Representative T1-weighted spoiled gradient refocused (SPGR) images, precontrast and at 5 min, 15 min, 30 min and 55 min post injection of albumin-(Gd-DTPA)₃₅ which were applied for the calculation of the endothelial transfer coefficient (K^PS). Note the moderate tumor enhancement, most prominent in the rim in the MDA-MB-435 tumor (a) and in the MDA-MB-231 (b) tumor. The blood enhancement seen clearly in the inferior vena cava (white arrow) and nearby hepatic vein, persisted over the 55-minute course of data acquisition. The highly vascularized liver enhances substantially.

Figure 3

Representative T1-weighted spoiled gradient refocused (SPGR) images, precontrast and at 5 min, 15 min, 30 min and 55 min post injection of albumin-(Gd-DTPA)₃₅ which were applied for the calculation of the endothelial transfer coefficient (K^PS).
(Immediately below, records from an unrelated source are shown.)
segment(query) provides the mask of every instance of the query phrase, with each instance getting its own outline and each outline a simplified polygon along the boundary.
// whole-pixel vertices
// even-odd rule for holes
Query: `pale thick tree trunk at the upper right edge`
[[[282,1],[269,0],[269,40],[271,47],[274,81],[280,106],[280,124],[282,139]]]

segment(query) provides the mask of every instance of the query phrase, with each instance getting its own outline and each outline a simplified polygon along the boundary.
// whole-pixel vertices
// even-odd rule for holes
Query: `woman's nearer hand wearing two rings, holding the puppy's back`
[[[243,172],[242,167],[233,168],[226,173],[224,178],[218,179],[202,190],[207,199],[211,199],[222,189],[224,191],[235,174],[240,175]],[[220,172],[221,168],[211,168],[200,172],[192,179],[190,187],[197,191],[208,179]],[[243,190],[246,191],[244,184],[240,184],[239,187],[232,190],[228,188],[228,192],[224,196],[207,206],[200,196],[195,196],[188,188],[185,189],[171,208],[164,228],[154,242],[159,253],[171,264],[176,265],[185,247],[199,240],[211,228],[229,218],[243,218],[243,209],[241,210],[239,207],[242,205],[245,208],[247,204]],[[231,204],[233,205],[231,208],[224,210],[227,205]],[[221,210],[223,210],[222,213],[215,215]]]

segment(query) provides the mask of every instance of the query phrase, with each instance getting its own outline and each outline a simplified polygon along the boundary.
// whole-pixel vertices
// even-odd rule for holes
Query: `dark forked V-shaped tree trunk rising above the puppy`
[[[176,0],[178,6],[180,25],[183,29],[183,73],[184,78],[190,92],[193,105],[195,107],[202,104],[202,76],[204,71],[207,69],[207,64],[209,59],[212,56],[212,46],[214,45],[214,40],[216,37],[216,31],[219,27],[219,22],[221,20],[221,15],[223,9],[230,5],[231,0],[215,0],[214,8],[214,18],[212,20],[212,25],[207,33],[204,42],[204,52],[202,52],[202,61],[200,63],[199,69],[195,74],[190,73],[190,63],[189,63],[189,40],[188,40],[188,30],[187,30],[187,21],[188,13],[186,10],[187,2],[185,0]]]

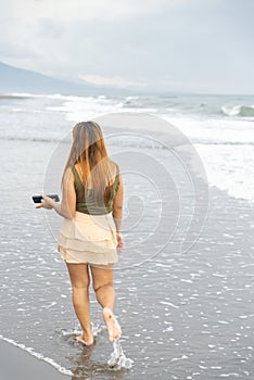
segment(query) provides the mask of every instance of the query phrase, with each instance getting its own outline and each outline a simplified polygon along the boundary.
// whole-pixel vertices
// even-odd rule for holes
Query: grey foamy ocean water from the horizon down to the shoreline
[[[72,379],[253,378],[254,100],[246,96],[0,99],[0,338]],[[58,192],[72,128],[94,119],[123,170],[126,249],[115,313],[129,359],[111,368],[91,293],[92,350],[75,342]]]

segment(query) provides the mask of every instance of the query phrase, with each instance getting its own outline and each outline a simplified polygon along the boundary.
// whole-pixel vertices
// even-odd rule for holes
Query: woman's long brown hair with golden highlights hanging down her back
[[[82,122],[73,128],[73,144],[64,167],[65,173],[75,164],[81,168],[81,181],[85,188],[93,189],[93,199],[99,206],[104,206],[111,198],[111,185],[118,174],[118,165],[107,155],[100,126],[94,122]]]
Note the moderate tumor enhancement, most prominent in the rim in the MDA-MB-435 tumor (a) and in the MDA-MB-231 (b) tumor. The blood enhancement seen clearly in the inferior vena cava (white arrow) and nearby hepatic vein, persisted over the 55-minute course of data acquisition. The highly vascularized liver enhances substantially.

Figure 4

Representative fit (solid lines) of model to delta R1 data from blood (△) and tumor (○) using this MMCM-enhanced protocol. Notice the trend toward convergence of the blood and tumor plots on this semi-logarithmic graph indicative of a gradual leak of the MMCM from the intravascular space into the interstitial compartment of this tumor; the more the convergence, the larger is the leak. No convergence, i.e., parallel, gradually decreasing behavior on this semi-logarithmic graph implies the lack of a leak.

Figure 5

Confocal microscopic images of representative MDA-MB-435 (left) and MDA-MB-231 (right) tumors, specifically-stained for VEGF (red) with blood vessels shown as green/yellow. Note the relatively lower level of red-staining VEGF in MDA-MB-435 tumor and the much higher expression of VEGF in MDA-MB-231 tumor. White scale bar: 120 μm.

Figure 6

Correlation of VEGF area-density measurements with K^PS determinations based upon 13 tumors. MDA-MB-435 tumors are depicted by triangles and MDA-MB-231 tumors by squares. Solid line denotes the best fit linear correlation line. The correlation (r=0.67) is statistically significant (p<0.05), with some overlap in the K^PS determinations from the two tumor groups.